本書は、前著『モチーフで読む美術史』と同じく、美術に登場するさまざまなモチーフを紹介し、具体的な作品によってその意味を探るものである。前著は幸いなことに、多くの読者を得て増刷を重ねることができ、韓国、台湾、中国にも翻訳されて出版されている。
前著ではひとつのモチーフに2、3点しか図版がなかったが、今回は図版をより増やして文章量も増やし、より充実した内容となっており、選りすぐった50点のモチーフを通じて古今東西の美術を紹介するものである。
たとえば、冒頭のモチーフ「蠅」は、西洋美術にしばしば蠅が描かれることを紹介することに始まる。本物の蠅が絵の表面にとまっているように見せかけて人をだます仕掛けであった。象、狼、亀、栗鼠、鸚鵡といった動物のほか、松や桜、オリーブやナツメヤシといった植物や果物、また、扇や傘、眼鏡や楽器、骰子やトランプといった小道具が作品の中でどのような役割や意味をもっているのか、さらに、風や雨、雲や雪がどのように表現されてきたのかを、東西の名作を通して考えてみた。

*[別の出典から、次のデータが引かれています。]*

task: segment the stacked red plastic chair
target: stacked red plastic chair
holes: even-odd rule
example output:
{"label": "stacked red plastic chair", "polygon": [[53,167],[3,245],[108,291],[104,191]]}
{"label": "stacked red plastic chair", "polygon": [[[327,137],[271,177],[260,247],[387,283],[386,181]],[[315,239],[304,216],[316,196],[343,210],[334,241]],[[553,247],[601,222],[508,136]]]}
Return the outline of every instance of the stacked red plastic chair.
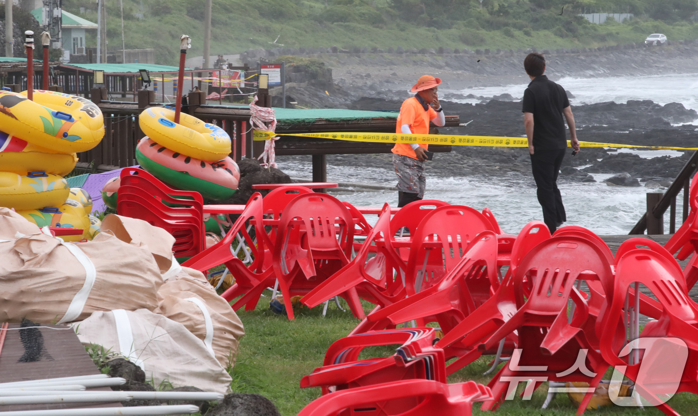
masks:
{"label": "stacked red plastic chair", "polygon": [[203,200],[198,192],[172,189],[147,172],[124,169],[117,201],[119,215],[144,220],[175,238],[176,257],[191,257],[205,248]]}
{"label": "stacked red plastic chair", "polygon": [[[242,295],[232,304],[235,310],[243,305],[247,311],[254,309],[262,292],[276,281],[272,267],[273,244],[265,230],[262,206],[262,195],[259,193],[253,194],[223,239],[183,265],[204,273],[219,265],[225,265],[235,276],[235,282],[221,296],[231,302]],[[248,248],[251,262],[246,264],[231,251],[233,244],[243,244]]]}
{"label": "stacked red plastic chair", "polygon": [[[553,237],[526,255],[514,275],[517,311],[484,343],[484,348],[491,348],[517,331],[517,350],[488,385],[494,400],[483,404],[483,410],[498,407],[512,378],[534,378],[536,387],[541,380],[587,382],[595,389],[607,366],[597,352],[597,346],[585,335],[584,329],[590,324],[593,329],[597,317],[590,314],[586,297],[576,283],[597,281],[605,291],[600,295],[612,293],[612,262],[607,248],[576,236]],[[533,283],[528,294],[525,280]],[[592,292],[595,295],[599,295]],[[570,299],[575,305],[571,321]],[[585,395],[579,413],[584,412],[592,395],[593,391]]]}
{"label": "stacked red plastic chair", "polygon": [[[430,327],[371,331],[335,341],[324,366],[301,380],[302,387],[322,387],[327,394],[345,389],[399,380],[422,378],[446,382],[443,350],[432,346]],[[397,344],[394,355],[359,360],[364,348]]]}
{"label": "stacked red plastic chair", "polygon": [[[634,295],[639,284],[652,292],[662,307],[659,319],[648,322],[639,334],[638,348],[644,350],[641,355],[623,348],[625,334],[618,329],[626,305],[635,303]],[[627,301],[626,294],[630,298]],[[616,281],[609,304],[600,325],[604,335],[600,346],[603,357],[608,364],[622,369],[635,382],[635,389],[653,405],[667,415],[678,415],[669,405],[658,401],[661,394],[698,394],[698,304],[687,295],[681,267],[669,251],[654,242],[625,242],[616,254]],[[651,348],[644,341],[651,339],[663,344]]]}
{"label": "stacked red plastic chair", "polygon": [[298,416],[470,416],[473,403],[491,396],[488,387],[474,381],[405,380],[322,396]]}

一見すると前著よりも珍しいモチーフも多いが、いずれも美術に頻出するモチーフであり、知っていれば美術を見るときに楽しめるにちがいない。美術を見るということは、感性だけの営為ではなく、非常に知的な行為なのだ。知識があればあるほど作品の意味や機能、作者や注文者の意図がわかって楽しめるし、知識があって鑑賞の邪魔になることはありえない。
前著をご覧くださった方はもちろん、この本から入っていただくのも大歓迎である。本書を契機に、美術に興味を持って美術館に行っていただければ幸いである。